Le dernier jour de compétition n’a pas été exempt de complications. Le départ a été repoussé en raison d’un épais brouillard et de la bruine qui tombait sur la colline. Szymon ayant attrapé un virus intestinal la veille, j’ai pris le départ sans mon coéquipier. Le tracé s’étendait dans un paysage magnifique. J’ai notamment apprécié la section autour du fleuve qui nous a permis de traverser un camp de nomades. La seconde partie avait lieu sur l’asphalte, les 60 km ont donc défilé très vite et j’ai pu atteindre la ligne d’arrivée de notre aventure.

Une météo maudite

Nous avons rapidement chargé nos affaires pour prendre la route de Hongyuan. Nous devions rouler 12 heures en bus avant d’emprunter un vol qui durerait une heure. Nos projets ont été une nouvelle fois contrariés par la pluie. Le vol a été annulé et nous avons dû chercher une alternative. Nous avons réussi à réserver un bus et avons pris une correspondance à 20h00 pour un nouveau trajet interminable à travers les routes chinoises. Nous étions convaincus que ce trajet nous serait fatal. Notre chauffeur conduisait exclusivement au milieu de la route et tombait régulièrement dans un micro-sommeil. De l’eau coulait dans le bus et la température était soit de 15, soit de 35 degrés. Je ne comprends toujours pas comment nous avons pu arriver à 3h du matin, sains et saufs, devant notre hôtel de Chengdu. J’avais prévu de consacrer mon dernier jour en Chine à quelques promenades touristiques classiques et à l’achat de souvenirs. Le déplacement de la ligne d’arrivée a cependant modifié mes projets et la fin du séjour s’est transformée en un combat pour survivre. Les autres personnes du groupe sont restées à Chengdu et ont pu visiter la plus grande attraction locale, une station de recherche où les visiteurs peuvent observer des pandas géants en voie de disparition dans leur milieu naturel. Pour ma part, j’ai rejoint l’aéroport dans la soirée. Le retour vers l’Europe a été marqué par de nouveaux soucis dus à la pluie, mais il s’agit du prix à payer lorsqu’on voyage durant les mois d’été.
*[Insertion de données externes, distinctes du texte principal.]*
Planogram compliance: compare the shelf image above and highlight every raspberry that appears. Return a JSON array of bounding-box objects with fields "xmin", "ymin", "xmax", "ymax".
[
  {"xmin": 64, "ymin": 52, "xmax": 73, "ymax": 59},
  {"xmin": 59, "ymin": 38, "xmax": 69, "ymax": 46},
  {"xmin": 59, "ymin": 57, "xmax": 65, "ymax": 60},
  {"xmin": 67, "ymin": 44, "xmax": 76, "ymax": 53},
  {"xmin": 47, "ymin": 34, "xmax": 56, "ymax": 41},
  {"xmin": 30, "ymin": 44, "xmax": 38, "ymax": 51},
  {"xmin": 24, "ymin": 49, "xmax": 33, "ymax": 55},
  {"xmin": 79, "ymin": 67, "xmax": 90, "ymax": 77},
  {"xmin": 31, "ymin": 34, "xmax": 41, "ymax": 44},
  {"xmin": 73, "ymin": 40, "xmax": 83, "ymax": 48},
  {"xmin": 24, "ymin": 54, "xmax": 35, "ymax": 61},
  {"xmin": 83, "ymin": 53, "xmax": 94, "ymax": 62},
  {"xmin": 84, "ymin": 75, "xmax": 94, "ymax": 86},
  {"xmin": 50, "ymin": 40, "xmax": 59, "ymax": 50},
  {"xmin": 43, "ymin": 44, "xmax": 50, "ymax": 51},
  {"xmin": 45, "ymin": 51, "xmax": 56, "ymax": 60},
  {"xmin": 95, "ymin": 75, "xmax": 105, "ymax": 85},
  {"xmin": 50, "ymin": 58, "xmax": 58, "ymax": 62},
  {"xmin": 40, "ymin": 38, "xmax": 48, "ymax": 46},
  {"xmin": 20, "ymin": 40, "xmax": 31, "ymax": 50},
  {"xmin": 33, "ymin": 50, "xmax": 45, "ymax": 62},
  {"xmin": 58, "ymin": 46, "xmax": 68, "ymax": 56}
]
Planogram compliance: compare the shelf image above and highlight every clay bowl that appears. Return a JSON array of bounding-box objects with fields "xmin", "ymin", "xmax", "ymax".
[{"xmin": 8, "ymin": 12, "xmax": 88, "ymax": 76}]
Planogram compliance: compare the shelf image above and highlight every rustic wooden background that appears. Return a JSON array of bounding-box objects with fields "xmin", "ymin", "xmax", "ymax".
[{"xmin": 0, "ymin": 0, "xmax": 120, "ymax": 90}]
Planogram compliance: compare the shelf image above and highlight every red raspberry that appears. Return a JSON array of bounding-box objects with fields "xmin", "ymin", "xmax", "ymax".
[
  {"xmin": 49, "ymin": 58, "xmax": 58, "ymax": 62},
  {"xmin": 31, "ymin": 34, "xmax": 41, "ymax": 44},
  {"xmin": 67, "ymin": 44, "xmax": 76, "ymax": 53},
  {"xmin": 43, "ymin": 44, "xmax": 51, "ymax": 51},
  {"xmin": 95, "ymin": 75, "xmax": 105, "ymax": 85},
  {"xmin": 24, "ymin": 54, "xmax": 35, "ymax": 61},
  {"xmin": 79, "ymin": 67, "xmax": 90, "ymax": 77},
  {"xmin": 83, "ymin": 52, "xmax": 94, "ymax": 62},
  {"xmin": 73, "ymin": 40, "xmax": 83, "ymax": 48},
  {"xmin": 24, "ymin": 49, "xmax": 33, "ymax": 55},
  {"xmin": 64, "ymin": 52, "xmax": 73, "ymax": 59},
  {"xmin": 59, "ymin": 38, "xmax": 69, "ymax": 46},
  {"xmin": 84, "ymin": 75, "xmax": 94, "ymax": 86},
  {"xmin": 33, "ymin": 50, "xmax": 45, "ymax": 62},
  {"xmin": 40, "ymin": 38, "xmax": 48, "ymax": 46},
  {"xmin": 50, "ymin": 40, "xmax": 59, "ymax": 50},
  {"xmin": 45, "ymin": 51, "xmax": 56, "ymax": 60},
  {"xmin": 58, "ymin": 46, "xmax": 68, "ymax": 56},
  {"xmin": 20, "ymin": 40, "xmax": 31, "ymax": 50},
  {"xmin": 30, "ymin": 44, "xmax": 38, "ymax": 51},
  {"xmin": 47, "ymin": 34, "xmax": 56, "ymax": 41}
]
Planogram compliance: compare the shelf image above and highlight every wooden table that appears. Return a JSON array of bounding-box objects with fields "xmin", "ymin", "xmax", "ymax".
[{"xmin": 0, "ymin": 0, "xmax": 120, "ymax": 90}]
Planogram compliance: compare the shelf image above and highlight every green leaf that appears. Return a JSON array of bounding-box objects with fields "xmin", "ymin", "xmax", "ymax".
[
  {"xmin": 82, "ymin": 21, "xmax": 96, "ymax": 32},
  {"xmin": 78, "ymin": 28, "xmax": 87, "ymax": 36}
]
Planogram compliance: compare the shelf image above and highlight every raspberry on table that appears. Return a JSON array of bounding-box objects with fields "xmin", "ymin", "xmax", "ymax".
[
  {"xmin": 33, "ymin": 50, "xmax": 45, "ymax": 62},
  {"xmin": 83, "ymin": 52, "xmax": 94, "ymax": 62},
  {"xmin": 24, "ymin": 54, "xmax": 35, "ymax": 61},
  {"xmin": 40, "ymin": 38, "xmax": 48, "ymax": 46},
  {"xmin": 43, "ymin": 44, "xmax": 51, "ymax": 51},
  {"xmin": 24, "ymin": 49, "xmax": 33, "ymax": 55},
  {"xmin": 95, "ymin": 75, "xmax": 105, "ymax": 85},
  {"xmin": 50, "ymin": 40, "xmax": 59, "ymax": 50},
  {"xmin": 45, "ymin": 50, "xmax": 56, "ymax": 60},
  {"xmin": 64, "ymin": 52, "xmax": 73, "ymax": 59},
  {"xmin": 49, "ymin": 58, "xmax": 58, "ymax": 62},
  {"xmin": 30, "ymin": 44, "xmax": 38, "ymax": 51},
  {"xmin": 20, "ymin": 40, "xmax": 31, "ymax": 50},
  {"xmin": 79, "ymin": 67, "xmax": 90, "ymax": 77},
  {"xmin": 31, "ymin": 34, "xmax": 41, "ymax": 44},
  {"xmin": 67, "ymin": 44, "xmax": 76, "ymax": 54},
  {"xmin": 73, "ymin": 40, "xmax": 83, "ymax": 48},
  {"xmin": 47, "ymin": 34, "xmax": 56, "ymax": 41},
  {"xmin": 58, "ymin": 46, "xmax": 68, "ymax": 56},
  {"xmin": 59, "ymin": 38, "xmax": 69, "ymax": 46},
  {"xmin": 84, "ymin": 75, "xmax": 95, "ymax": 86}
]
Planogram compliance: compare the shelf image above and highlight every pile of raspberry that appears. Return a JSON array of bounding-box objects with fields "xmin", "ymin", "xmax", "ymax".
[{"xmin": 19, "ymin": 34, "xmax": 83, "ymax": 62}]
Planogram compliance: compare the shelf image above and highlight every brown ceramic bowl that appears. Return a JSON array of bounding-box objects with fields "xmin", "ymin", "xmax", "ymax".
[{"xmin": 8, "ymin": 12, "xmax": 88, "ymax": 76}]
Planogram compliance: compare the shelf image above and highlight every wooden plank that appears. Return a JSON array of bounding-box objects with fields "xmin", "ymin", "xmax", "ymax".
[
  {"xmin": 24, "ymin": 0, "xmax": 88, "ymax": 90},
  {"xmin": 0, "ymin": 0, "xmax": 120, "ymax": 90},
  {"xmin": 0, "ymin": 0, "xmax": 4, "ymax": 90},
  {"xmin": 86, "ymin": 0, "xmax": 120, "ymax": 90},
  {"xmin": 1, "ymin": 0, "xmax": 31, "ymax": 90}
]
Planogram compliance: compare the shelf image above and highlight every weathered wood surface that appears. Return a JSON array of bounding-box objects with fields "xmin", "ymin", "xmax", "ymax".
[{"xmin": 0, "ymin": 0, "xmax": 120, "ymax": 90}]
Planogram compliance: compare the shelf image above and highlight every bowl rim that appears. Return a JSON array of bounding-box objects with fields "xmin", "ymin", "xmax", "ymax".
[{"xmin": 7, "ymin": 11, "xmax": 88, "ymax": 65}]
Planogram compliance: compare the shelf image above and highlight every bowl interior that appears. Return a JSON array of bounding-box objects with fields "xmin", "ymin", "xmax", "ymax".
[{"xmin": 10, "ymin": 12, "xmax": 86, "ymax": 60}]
Nous avons passé 11 jours intenses qui nous ont permis d’avoir un aperçu d’une culture inconnue en découvrant des saveurs complètement nouvelles. Nous avons vu de magnifiques paysages qui appellent à l’exploration, en VTT ou en vélo de route, tout en rencontrant beaucoup de personnes sympathiques. Pour nous, cette aventure a été vraiment « Epic ».